Animação "Betty Boop" completa 90 anos hoje - Divulgação
Animação "Betty Boop" completa 90 anos hoje Imagem: Divulgação

Heloísa Noronha

Colaboração para Universa

09/08/2020 04h00

Ela é, sem dúvida, uma referência em estilo e uma das divas mais charmosas e encantadoras da cultura pop. Aos 90 anos idade, provavelmente Betty Boop continuará exalando charme e graça ao se tornar uma centenária. Uma centenária muito sexy, é claro, cuja trajetória foi marcada por altos e baixos — e um episódio bem polêmico de apropriação cultural.

Sensualidade sob censura

No fim da década de 1930, o sex appeal de Betty e sua nudez insinuada receberam doses de recato devido ao Código Hays, um conjunto de normas morais aplicadas aos filmes lançados nos Estados Unidos entre 1930 e 1968 criado pelo advogado e político presbiteriano Will H. Hays (1879-1954), presidente da MPPDA (Motion Picture Producers and Distributors of America; em português, Associação de Produtores e Distribuidores de Filmes da América). Nessa época, a moça passou a usar um vestido comprido e ganhou um namorado, Fearless Fred, perfeito para a acompanhar em situações bem mais "família" do que anteriormente. Seus últimos curtas datam de 1939, o que não a impediu de se tornar uma das personagens de animação mais conhecidas e populares em todo o mundo. Foram 9 anos intensos e mais de 100 desenhos.

Inspiração na apropriação

A fama a consagrou quando interpretou "Boop-Oop-a-Doop-Girl", da cantora e atriz nova-iorquina Helen Kane (1904-1966). Sua voz e aparência teriam servido de inspiração para a criação de Betty, o que motivou Helen a mover uma ação contra o Fleischer Studios sob a alegação de terem usado seu estilo, apelidado de "Boop-Oop-a-Doop". A ação foi anulada, porém, porque um caso de apropriação cultural veio à tona. O tal "Boop-Oop-a-Doop", na verdade, havia sido copiado da artista Baby Esther (nascida em 1919, data da morte desconhecida). Nascida Esther Lee Jones, a afro-americana se apresentava regularmente no Cotton Club do Harlem, local frequentado por Helen. Uma gravação sonora de uma atuação de Baby Esther foi usada como evidência do plágio — que nunca foi admitido.

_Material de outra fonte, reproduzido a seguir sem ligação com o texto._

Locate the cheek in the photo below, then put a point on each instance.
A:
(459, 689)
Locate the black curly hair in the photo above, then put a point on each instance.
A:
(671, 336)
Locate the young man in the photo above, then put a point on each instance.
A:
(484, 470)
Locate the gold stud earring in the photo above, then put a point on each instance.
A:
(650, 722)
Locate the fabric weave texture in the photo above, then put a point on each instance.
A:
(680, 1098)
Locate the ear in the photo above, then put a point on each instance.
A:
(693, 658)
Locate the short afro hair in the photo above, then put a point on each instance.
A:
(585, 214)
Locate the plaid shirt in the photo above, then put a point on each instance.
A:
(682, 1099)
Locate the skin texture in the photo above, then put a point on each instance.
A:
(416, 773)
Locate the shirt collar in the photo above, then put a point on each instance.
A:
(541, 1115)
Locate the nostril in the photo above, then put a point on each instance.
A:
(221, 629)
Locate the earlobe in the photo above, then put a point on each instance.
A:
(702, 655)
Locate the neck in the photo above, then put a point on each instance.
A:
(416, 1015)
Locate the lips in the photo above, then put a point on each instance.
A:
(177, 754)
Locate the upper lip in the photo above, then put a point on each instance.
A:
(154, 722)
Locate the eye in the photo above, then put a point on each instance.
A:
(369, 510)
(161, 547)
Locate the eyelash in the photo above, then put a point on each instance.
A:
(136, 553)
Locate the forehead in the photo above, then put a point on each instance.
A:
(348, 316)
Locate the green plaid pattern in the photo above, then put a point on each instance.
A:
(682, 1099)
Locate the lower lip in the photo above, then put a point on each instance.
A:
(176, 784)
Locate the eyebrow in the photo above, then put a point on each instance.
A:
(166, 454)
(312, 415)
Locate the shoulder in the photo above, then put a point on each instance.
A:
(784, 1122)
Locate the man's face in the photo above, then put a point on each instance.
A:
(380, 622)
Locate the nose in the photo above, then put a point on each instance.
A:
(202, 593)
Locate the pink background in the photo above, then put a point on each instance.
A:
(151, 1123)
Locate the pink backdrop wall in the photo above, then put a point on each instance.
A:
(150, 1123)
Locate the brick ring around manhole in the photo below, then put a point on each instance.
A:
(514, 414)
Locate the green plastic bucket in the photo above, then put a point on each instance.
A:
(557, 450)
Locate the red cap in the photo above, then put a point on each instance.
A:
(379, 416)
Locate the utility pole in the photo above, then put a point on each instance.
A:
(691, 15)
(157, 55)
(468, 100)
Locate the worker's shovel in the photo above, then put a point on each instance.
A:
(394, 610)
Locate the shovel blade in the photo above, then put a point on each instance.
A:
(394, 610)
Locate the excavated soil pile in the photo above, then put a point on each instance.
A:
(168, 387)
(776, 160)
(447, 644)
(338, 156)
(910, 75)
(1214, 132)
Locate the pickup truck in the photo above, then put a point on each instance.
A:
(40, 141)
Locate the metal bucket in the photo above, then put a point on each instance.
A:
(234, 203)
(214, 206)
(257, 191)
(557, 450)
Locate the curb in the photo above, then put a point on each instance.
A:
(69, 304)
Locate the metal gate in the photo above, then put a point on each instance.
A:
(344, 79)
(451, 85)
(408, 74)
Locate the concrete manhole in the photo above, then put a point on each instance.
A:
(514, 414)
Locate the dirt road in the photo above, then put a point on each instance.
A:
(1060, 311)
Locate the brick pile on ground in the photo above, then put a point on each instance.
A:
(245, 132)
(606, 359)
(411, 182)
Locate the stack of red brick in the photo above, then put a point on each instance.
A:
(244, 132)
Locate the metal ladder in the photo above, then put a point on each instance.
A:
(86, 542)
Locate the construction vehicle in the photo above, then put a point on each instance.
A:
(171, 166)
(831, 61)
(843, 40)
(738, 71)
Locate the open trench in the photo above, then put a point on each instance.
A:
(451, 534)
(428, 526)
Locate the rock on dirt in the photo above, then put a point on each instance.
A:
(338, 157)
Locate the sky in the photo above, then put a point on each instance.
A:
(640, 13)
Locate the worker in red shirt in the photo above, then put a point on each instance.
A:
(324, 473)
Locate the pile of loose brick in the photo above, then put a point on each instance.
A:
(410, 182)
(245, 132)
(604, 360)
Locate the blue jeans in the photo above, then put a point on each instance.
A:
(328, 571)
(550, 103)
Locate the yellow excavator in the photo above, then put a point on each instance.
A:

Apagamento de cantora negra

Voltada ao público infantil, Baby Esther era uma criança e fazia voz de bebê e, em uma das canções, cantava "boo-boo-boo" e "doo-doo-doo". Em uma gravação do clássico "I Wanna Be Loved By You" — interpretada, inclusive, por Betty em um curta com sua conhecida voz infantilizada —, Helen trocou as sílabas por "boop-boop-a-doop".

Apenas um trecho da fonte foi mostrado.